[隨機分析] Uniqueness and Existence theorem for S.D.E. (3) - An intermediate result (Upper bound) of Picard Iteration
延續前篇。繼續逐步完成 Existence 的證明:
現在我們要證明Picard iteration得到的跌代解的sequence $X_t^{(n)}$確實會收斂。
我們把Picard iteration記在下面:
==============================
Iteration Scheme (Picard Iteration):
給定 $X_t^{(0)}:=x_0$,與下列跌代過程:
\[
X_t^{(n+1)} = x_0 + \int_0^t \mu(s, X_s^{(n)})ds + \int_0^t \sigma(s,X_s^{(n)})dBs \ \ \ \ (*)
\]==============================
那麼我們的第一步是先證明跌代解為Cauchy sequence。接著再透過 $L^2$ space的completeness可推得此Sequence收斂。我們先證明下面的Lemma
===============================
Lemma
若 $\mu, \sigma$ 滿足Lipschitz condtion:
\[
| \mu(t,x) - \mu(t,y)|^2 + |\sigma(t,x) - \sigma(t,y)|^2 \leq K |x-y|^2
\]則存在一個常數 $C$ 使得 由Picard iteration所定義的隨機過程 $X_t^{(n)}$滿足下列不等式:
\[
E \left[ \displaystyle \sup_{0 \leq s \leq t} |X_s^{(n+1)} - X_s^{(n)}|^2 \right ] \leq C \int_0^t E \left[ | X_s^{(n)} - X_s^{(n-1)}|^2 \right ]

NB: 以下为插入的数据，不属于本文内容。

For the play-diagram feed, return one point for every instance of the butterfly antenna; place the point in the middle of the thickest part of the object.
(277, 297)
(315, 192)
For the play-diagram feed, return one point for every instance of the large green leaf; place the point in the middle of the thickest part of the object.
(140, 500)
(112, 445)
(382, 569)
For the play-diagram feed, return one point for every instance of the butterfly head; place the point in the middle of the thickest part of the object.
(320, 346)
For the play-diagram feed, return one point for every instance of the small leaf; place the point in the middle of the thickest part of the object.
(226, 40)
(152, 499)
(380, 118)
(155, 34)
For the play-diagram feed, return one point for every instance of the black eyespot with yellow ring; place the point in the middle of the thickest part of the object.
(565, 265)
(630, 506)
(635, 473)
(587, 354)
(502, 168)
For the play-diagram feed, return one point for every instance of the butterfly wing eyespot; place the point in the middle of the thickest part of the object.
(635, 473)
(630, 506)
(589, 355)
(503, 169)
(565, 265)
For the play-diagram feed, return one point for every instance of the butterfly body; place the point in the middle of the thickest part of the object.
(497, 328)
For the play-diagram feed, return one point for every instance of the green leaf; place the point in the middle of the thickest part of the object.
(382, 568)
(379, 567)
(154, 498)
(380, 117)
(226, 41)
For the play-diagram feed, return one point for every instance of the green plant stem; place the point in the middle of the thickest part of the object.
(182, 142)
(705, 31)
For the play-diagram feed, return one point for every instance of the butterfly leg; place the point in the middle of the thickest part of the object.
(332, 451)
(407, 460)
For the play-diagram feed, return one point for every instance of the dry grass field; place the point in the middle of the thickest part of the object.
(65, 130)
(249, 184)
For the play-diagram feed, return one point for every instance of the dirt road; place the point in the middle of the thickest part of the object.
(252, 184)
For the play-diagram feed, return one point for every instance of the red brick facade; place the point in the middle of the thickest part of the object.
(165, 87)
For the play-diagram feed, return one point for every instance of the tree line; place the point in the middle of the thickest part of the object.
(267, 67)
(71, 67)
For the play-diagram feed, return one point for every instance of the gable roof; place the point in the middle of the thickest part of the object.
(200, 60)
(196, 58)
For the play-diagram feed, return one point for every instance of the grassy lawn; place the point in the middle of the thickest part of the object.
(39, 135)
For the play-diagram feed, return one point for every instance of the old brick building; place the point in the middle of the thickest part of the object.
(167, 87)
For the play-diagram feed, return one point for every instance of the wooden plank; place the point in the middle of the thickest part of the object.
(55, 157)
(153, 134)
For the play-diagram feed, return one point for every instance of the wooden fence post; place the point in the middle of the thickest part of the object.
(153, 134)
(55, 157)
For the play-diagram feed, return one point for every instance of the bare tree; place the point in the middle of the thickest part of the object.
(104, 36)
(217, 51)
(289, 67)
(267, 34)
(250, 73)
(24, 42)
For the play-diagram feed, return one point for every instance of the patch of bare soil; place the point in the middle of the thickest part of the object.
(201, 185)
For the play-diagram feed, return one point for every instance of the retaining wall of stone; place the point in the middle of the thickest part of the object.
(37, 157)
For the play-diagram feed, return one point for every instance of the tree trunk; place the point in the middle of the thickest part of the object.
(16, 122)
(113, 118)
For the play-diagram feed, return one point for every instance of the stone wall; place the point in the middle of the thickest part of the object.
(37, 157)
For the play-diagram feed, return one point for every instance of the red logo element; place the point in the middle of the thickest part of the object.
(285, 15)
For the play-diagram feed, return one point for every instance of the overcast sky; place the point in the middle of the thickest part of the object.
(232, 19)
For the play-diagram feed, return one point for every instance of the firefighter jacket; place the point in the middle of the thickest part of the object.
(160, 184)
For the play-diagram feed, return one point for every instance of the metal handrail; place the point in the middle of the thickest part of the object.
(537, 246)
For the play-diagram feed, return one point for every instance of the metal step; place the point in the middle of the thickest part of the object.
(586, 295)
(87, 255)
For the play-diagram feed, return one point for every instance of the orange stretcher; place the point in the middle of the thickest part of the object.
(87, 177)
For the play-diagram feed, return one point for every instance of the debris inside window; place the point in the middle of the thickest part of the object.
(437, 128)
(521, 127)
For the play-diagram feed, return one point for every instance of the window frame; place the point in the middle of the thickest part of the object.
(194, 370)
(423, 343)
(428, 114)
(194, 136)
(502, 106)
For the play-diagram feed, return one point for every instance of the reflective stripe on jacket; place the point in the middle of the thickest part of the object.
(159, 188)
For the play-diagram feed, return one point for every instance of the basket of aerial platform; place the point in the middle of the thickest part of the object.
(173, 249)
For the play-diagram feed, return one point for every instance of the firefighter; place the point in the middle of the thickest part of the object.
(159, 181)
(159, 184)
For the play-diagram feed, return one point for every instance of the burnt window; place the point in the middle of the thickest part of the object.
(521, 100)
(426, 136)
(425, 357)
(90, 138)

\]===============================
Proof:
我們需要找出一個常數$C$ 使得上述Lemma的不等式成立,故首先觀察不等式左邊:
\[
\begin{array}{l}
E\left[ {\mathop {\sup }\limits_{0 \le s \le t} |X_s^{(n + 1)} - X_s^{(n)}{|^2}} \right]\\
= E\left[ {\mathop {\sup }\limits_{0 \le s \le t} {{\left| \begin{array}{l}
\int_0^t {\left[ {\mu (s,X_s^{(n)}) - \mu (s,X_s^{(n - 1)})} \right]} ds\\
+ \int_0^t {\left[ {\sigma (s,X_s^{(n)}) - \sigma (s,X_s^{(n - 1)})} \right]} dB_s
\end{array} \right|}^2}} \right]
\end{array}
\]為了符號簡便起見,我們定義
\[\begin{array}{l}
{D_t}: = \int_0^t {\left[ {\mu (s,X_s^{(n)}) - \mu (s,X_s^{(n - 1)})} \right]} ds\\
{M_t}: = \int_0^t {\left[ {\sigma (s,X_s^{(n)}) - \sigma (s,X_s^{(n - 1)})} \right]} d{B_s}
\end{array}
\]由FACT: $(u+v) \leq 2(u^2 + v^2)$我們可知
\[
\begin{array}{l}
|X_s^{(n + 1)} - X_s^{(n)}{|^2} = |D_s^{} + M_s^{}{|^2} \le 2\left( {{D_s}^2 + M_s^2} \right)\\
\Rightarrow \mathop {\sup }\limits_{0 \le s \le t} {\left| {{D_s} + {M_s}} \right|^2} \le 2\mathop {\sup }\limits_{0 \le s \le t} {D_s}^2 + 2\mathop {\sup }\limits_{0 \le s \le t} M_s^2
\end{array}
\]現在我們分頭估計上式右方兩項:
首先對 $\displaystyle \mathop {\sup }\limits_{0 \le s \le t} {D_s}^2$做估計,透過Cauchy-Swarz inequality,我們可知
\[
\displaystyle \mathop {\sup }\limits_{0 \le s \le t} {D_t}^2 = {\left( {\int_0^t {\left[ {\mu (s,X_s^{(n)}) - \mu (s,X_s^{(n - 1)})} \right]} ds} \right)^2} \\
\ \ \ \ \ \ \ \ \ \ \ \ \ \ \ \ \ \ \ \ \ \ \ \ \ \ \le \left( {{{\int_0^t {\left[ {\mu (s,X_s^{(n)}) - \mu (s,X_s^{(n - 1)})} \right]} }^2}ds} \right)\left( {\int_0^t {{1^2}} ds} \right)\\
\Rightarrow \displaystyle \mathop {\sup }\limits_{0 \le s \le t} {D_t}^2 \le t\left( {{{\int_0^t {\left[ {\mu (s,X_s^{(n)}) - \mu (s,X_s^{(n - 1)})} \right]} }^2}ds} \right)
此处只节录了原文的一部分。